Life after divorce isn’t all good or all bad. There’s a lot of life that’s between these extremes.
Divorce is complicated. And because it’s so complicated, people tend to focus on the worst-case and best-case scenarios when they think about the reality of life after divorce.
At one extreme, some assume that the truth of life post-divorce is misery and constant struggle. And there are ample examples of both men and women who struggle profoundly during and after their divorces.
Others assume that their reality of life after divorce will be immediate happiness and joy because they’ll be able to move on with their lives without their ex. There are also plenty of stories of men who quickly move on to new, happier relationships and women who feel liberated upon divorcing.
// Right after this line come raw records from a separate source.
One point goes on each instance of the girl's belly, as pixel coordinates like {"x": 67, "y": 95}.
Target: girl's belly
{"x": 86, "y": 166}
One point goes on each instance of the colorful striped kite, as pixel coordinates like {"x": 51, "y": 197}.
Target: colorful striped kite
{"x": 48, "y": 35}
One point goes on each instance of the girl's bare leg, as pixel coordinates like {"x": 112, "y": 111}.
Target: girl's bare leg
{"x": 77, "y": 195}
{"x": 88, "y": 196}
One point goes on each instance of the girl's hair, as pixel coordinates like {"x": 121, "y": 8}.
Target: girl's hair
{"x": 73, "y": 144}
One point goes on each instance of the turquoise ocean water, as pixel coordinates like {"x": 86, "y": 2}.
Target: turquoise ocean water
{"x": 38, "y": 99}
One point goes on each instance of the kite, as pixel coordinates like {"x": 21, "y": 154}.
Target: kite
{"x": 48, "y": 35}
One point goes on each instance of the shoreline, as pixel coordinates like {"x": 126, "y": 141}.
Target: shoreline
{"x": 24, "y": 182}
Like most things in life, I believe that the reality of life after divorce will be what you make of it.
When I look back at my own divorce, I first believed that my divorce was the best thing that could happen. I had felt trapped in a marriage that had become loveless and the thought of being free was intoxicating.
However, I also experienced a whole lot of post-divorce misery and struggle – in part because I thought I should feel bad and in part because I had a lot of personal growth to do.
When I look back at my experience and those of the hundreds of people I’ve worked with over the years who are happy with their reality of life after divorce, there are three phases of healing that every successful, divorced person works through:
- Acceptance And Adjustment
- Moving On
Dealing with grief about the end of your marriage is tough. You have so very many things to say good-bye to that it’s common to feel depressed. This is the phase during which the misery usually happens.
Beginning to accept that the reality of life after divorce is different from life during marriage is another milestone on the path to becoming a happily divorced person.
The interesting thing about acceptance is that you can decide if things aren’t right for you and then you can begin making the necessary adjustments to change your life. This phase is when most people feel the struggle and begin to feel empowered.
The final phase is when your divorce no longer defines you. It’s just something that happened in your past and that you’ve learned a lot from.
So, you can see that successfully healing from divorce is a process. And because it’s a process it’s complicated.
At one moment, you may think that the reality of your life after divorce will be a life sentence of misery and struggle. And at another moment, you may think it will be sweet freedom.
Either way, what you’ll likely discover is that your life post-divorce will be exactly what you decide to make of it.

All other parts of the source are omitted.